CMTRA : Jean-Marc Jacquier, tu as beaucoup collecté en Savoie et dans l'arc alpin, comment en es-tu venu à t'intéresser aux musiques traditionnelles de ces régions ?

Je suis de famille savoyarde depuis de nombreuses générations. Né en 49, j'ai connu les dernières veillées où l'on se réunissait l'automne le samedi soir pour manger la fondue, ça chantait encore, ça jouait aux cartes. L'été, je passais les vacances à Mieussy, ça chantait en alpage, le soir en mangeant la soupe, après les travaux.

Mon père jouait de la trompette dans la fanfare de Ville-la-Grand, il a aussi fait du bal musette. J'ai appris l'accordéon. Je suis entré dans la fanfare de Ville-la-Grand, un vieux musicien de la fanfare nous montrait un peu les notes pour nous apprendre à déchiffrer. Ensuite j'ai animé des soirées et des bals. J'ai fait du jazz, du trombone New-Orleans à Genève.

Avec le début du mouvement hippie, j'ai tout arrêté pour voyager. J'avais acheté un Uher, c'était ce qui se faisait de mieux en magnétophone portable, en dehors du Nagra qui était hors de prix. Je suis resté 10 jours dans un festival de free-jazz et de pop en Belgique, j'ai tout enregistré, écouté, discuté avec des musiciens, etc. Je ne suis pas retourné au boulot. En voyageant, je me suis aperçu que je me sentais bien avec les peuples de montagne. J'ai retrouvé des démarches, des gestes que j'avais pris en alpage.

Parallèlement j'ai écouté Stivell, et je me suis dit "pourquoi il n'y aurait pas quelque chose d'intéressant chez moi en Savoie ?" J'ai toujours eu conscience que la Savoie était une terre à part. Je me suis intéressé à tout ça, j'ai fait des recherches, et j'ai rapidement flashé sur des violoneux, et sur le son du cor des Alpes. C'est là que j'ai commencé à me fixer. Pour gagner ma vie je faisais des remplacements de facteur dans la vallée du Giffre, où il y avait une forte tradition de chant et de musique. Comme les gens me connaissaient, je pouvais plus facilement retourner les enregistrer en fin d'après-midi ou en soirée.

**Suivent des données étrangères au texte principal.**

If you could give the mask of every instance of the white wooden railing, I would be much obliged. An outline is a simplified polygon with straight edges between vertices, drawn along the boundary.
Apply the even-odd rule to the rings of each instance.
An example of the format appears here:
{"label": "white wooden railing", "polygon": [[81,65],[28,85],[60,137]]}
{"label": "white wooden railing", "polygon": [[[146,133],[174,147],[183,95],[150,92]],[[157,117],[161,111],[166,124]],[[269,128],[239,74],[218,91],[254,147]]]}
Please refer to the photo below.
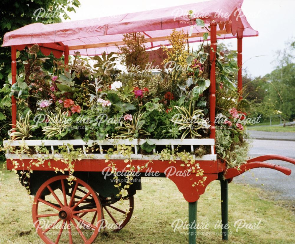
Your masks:
{"label": "white wooden railing", "polygon": [[[50,154],[54,155],[55,157],[60,158],[61,157],[60,154],[57,152],[58,146],[67,146],[68,151],[70,151],[70,149],[67,145],[72,145],[73,146],[81,148],[83,153],[87,155],[88,158],[90,157],[91,158],[95,159],[105,159],[106,155],[106,149],[105,148],[109,148],[110,146],[116,145],[133,145],[132,147],[133,151],[131,156],[131,158],[132,159],[160,159],[160,156],[156,155],[158,152],[157,151],[156,146],[166,146],[168,145],[170,147],[171,149],[173,149],[178,146],[189,146],[191,152],[193,152],[197,146],[204,145],[210,146],[211,153],[210,154],[204,155],[199,157],[195,157],[196,159],[200,160],[216,160],[217,159],[216,155],[214,154],[214,146],[215,141],[214,139],[184,139],[181,141],[180,139],[149,139],[150,141],[154,143],[156,145],[156,148],[153,149],[153,153],[151,152],[150,155],[146,155],[141,154],[139,153],[139,151],[140,145],[145,142],[144,139],[109,139],[103,141],[89,140],[88,142],[84,141],[82,140],[25,140],[24,141],[19,140],[4,141],[3,141],[4,146],[9,145],[12,146],[19,146],[22,144],[24,144],[29,147],[33,148],[36,153],[33,156],[29,156],[27,154],[22,154],[21,156],[17,155],[13,152],[11,152],[8,151],[6,151],[6,158],[17,159],[31,158],[32,157],[42,157],[49,154],[45,154],[39,153],[38,149],[36,146],[46,146],[48,148],[50,151],[51,151]],[[88,153],[87,151],[87,148],[92,145],[96,145],[99,147],[98,151],[99,153]],[[90,150],[91,151],[91,150]],[[123,155],[120,154],[114,154],[110,155],[110,158],[114,159],[122,159],[126,157]]]}

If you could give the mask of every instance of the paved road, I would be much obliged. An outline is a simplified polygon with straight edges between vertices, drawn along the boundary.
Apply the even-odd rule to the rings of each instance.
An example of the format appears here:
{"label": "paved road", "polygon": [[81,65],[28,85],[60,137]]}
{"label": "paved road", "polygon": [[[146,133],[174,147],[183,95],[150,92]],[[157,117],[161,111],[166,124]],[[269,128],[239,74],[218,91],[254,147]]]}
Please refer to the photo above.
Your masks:
{"label": "paved road", "polygon": [[248,131],[251,137],[257,139],[267,140],[284,140],[295,141],[295,133],[282,132],[260,131]]}
{"label": "paved road", "polygon": [[[268,132],[269,133],[269,132]],[[278,154],[295,159],[295,141],[255,140],[250,151],[250,157],[267,154]],[[269,169],[260,168],[251,169],[242,175],[235,177],[234,182],[247,183],[268,191],[277,192],[277,198],[295,200],[295,165],[278,160],[267,162],[285,166],[291,169],[289,176]],[[252,175],[254,173],[254,177]],[[255,178],[258,178],[256,181]],[[262,184],[264,184],[263,186]]]}

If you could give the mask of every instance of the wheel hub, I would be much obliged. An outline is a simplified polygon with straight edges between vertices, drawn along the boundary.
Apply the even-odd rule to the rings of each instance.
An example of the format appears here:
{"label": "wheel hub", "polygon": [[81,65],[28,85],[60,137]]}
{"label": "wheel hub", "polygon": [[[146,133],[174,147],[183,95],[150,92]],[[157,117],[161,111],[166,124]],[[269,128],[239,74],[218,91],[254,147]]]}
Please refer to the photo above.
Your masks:
{"label": "wheel hub", "polygon": [[68,207],[63,207],[58,213],[58,217],[60,219],[65,220],[69,220],[71,218],[73,211]]}

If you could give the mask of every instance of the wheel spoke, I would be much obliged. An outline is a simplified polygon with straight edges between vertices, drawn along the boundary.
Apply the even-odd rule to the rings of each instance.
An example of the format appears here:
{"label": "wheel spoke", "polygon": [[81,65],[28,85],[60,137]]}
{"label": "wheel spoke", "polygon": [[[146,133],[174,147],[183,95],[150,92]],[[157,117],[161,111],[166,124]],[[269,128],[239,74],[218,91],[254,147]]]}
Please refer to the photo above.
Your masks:
{"label": "wheel spoke", "polygon": [[95,212],[94,214],[94,216],[92,218],[92,220],[91,221],[91,224],[93,225],[94,223],[94,222],[95,221],[95,218],[96,218],[96,215],[97,215],[97,212]]}
{"label": "wheel spoke", "polygon": [[77,220],[79,220],[79,222],[78,222],[78,223],[81,225],[83,226],[82,225],[83,224],[85,224],[85,225],[87,226],[87,227],[88,226],[91,227],[91,228],[93,229],[94,230],[95,230],[96,227],[94,225],[92,224],[91,224],[90,223],[87,222],[86,220],[82,219],[81,218],[78,217],[76,215],[73,215],[73,217],[74,218]]}
{"label": "wheel spoke", "polygon": [[71,208],[72,209],[74,209],[77,206],[78,206],[79,204],[80,204],[81,202],[82,202],[85,199],[87,198],[88,196],[91,194],[91,192],[88,192],[87,194],[85,195],[84,197],[82,197],[82,198],[73,207],[72,207]]}
{"label": "wheel spoke", "polygon": [[119,209],[117,207],[114,207],[114,206],[112,206],[112,205],[109,205],[108,207],[111,207],[113,209],[114,209],[117,211],[118,211],[118,212],[120,212],[120,213],[122,213],[122,214],[124,214],[125,215],[126,214],[126,212],[125,211],[123,211],[123,210],[121,210],[121,209]]}
{"label": "wheel spoke", "polygon": [[37,218],[45,218],[46,217],[51,217],[52,216],[58,216],[58,214],[39,214],[36,215]]}
{"label": "wheel spoke", "polygon": [[63,207],[63,205],[61,203],[61,202],[60,202],[60,200],[57,197],[57,196],[54,193],[54,192],[53,191],[49,185],[47,186],[47,188],[48,188],[48,189],[49,190],[50,192],[51,193],[51,194],[52,194],[52,195],[54,197],[54,198],[55,198],[56,201],[57,201],[57,202],[58,203],[58,204],[59,204],[59,205],[60,206],[60,207]]}
{"label": "wheel spoke", "polygon": [[46,230],[44,231],[43,232],[45,233],[47,233],[48,232],[48,231],[50,230],[51,230],[51,228],[54,227],[59,222],[60,220],[61,220],[61,219],[58,219],[58,220],[57,221],[56,221],[54,223],[53,223],[52,224],[50,224],[50,225],[49,225],[49,227],[48,227]]}
{"label": "wheel spoke", "polygon": [[78,182],[76,182],[76,184],[75,184],[74,188],[73,188],[72,190],[72,192],[71,194],[72,195],[71,197],[71,200],[70,200],[70,202],[69,203],[69,205],[68,205],[69,207],[71,207],[71,205],[72,205],[72,202],[74,201],[74,199],[75,198],[75,193],[76,193],[77,189],[78,188]]}
{"label": "wheel spoke", "polygon": [[85,210],[80,210],[80,211],[73,211],[73,214],[75,214],[80,213],[88,213],[88,212],[94,212],[97,211],[97,208],[91,208],[91,209],[85,209]]}
{"label": "wheel spoke", "polygon": [[83,216],[84,216],[87,214],[88,212],[86,212],[86,213],[83,213],[81,215],[77,215],[77,216],[78,216],[80,218],[82,218]]}
{"label": "wheel spoke", "polygon": [[119,225],[118,223],[118,222],[117,222],[117,221],[116,220],[113,215],[112,215],[112,214],[111,213],[111,212],[109,211],[105,206],[104,207],[104,208],[106,210],[106,212],[107,212],[108,213],[108,214],[109,215],[110,217],[111,217],[111,218],[113,220],[113,221],[116,224],[117,226],[118,226]]}
{"label": "wheel spoke", "polygon": [[57,244],[59,241],[59,239],[60,239],[60,236],[61,235],[61,233],[63,233],[63,228],[65,227],[65,220],[64,220],[63,222],[63,224],[61,225],[61,227],[59,230],[59,233],[58,233],[57,238],[56,238],[56,240],[55,241],[55,244]]}
{"label": "wheel spoke", "polygon": [[46,204],[47,205],[48,205],[51,207],[53,207],[53,208],[55,208],[55,209],[57,209],[59,211],[60,211],[61,210],[61,209],[60,208],[57,207],[55,206],[52,203],[51,203],[49,202],[47,202],[47,201],[45,201],[45,200],[43,200],[42,198],[39,198],[38,199],[38,200],[39,202],[43,202],[45,204]]}
{"label": "wheel spoke", "polygon": [[80,234],[80,235],[81,236],[81,237],[82,238],[82,239],[83,239],[83,240],[85,242],[87,241],[87,239],[86,239],[86,237],[84,236],[84,235],[83,234],[83,233],[82,233],[82,232],[81,231],[81,230],[77,226],[77,224],[75,222],[75,220],[73,219],[71,219],[71,222],[73,223],[73,224],[74,225],[74,226],[75,226],[76,230],[78,231],[78,232],[79,233],[79,234]]}
{"label": "wheel spoke", "polygon": [[60,180],[61,181],[61,189],[62,189],[63,194],[63,201],[65,203],[65,206],[68,206],[68,202],[67,201],[67,195],[65,192],[65,182],[63,179]]}
{"label": "wheel spoke", "polygon": [[72,228],[71,227],[71,222],[70,220],[67,220],[68,233],[69,235],[69,244],[73,244],[73,240],[72,238]]}
{"label": "wheel spoke", "polygon": [[[78,191],[80,191],[81,192],[82,192],[82,193],[83,193],[84,194],[87,194],[87,192],[86,192],[85,191],[83,190],[82,189],[80,189],[78,187],[78,188],[77,188],[77,189],[78,190]],[[92,197],[93,198],[93,197],[92,197],[92,196],[91,196],[90,197]]]}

Je collectais suivant mes moyens. J'avais mon Uher, mais les bandes coûtaient assez cher. C'est vrai que j'ai loupé pas mal de collectages à cause de ça. J'étais soutenu par Charles Joisten, qui était conservateur au Musée Dauphinois. Il me filait des bandes, je faisais des copies au Musée Dauphinois, et on a pu vérifier que 20 ans après ses propres enquêtes, voire plus, tout était resté bien ancré dans la mémoire collective. C'est ça qui était intéressant. Je collectais tout, des recettes de cuisine, des remèdes de bonne femme, des contes et légendes et de la musique... Ça me paraissait important de tout prendre. J'ai collecté d'abord sur la Haute-Savoie, ensuite sur la Savoie, après sur le Valais, le Val d'Aoste, le Piémont, etc. Qu'as-tu retiré de ces rencontres ?

C'est très vivant. On a toujours entendu dire qu'il n'y avait plus rien, que tout était mort. C'est vrai qu'il n'y a plus la même pratique. Mais je me suis aperçu que c'était très riche, et, comme je dis, avec mes petits moyens, j'ai loupé plein de choses, malheureusement des gens qui sont morts depuis. Que ce soit en musique ou en chanson, il y avait des vraies richesses. J'ai eu la chance de rencontrer des personnages, comme la Doxie, auprès de qui j'ai enregistré plus de 120 chansons, ou bien Louis Ouvrier Bonnaz (violoneux, accordéon diatonique et chromatique, harmonica) auprès de qui j'ai collecté plus de 80 airs de danse. Assez vite je me suis plus dirigé sur les musiciens, il n'y avait pas d'enquête sur la musique.

Pour les chansons, il y avait eu des curés et des instits, qui ont fait un gros travail au XIXe et début XXe. On parle toujours de Ritz et Servettaz, ce sont les plus connus, Tiersot après s'est inspiré d'eux. Mais il y en a d'autres, plus locaux, notamment sur la collecte du patois. Tout ça n'a pas été publié. Il y a encore un gros travail à faire pour qui aime les recherches en archives. Il ne faut pas oublier qu'en Savoie les gens savaient écrire depuis longtemps, comme en Dauphiné. C'est pour ça qu'on retrouve des cahiers de chants très anciens. Dans tes collectes, as-tu trouvé des similitudes dans les répertoires, et plus largement dans la mémoire collective ?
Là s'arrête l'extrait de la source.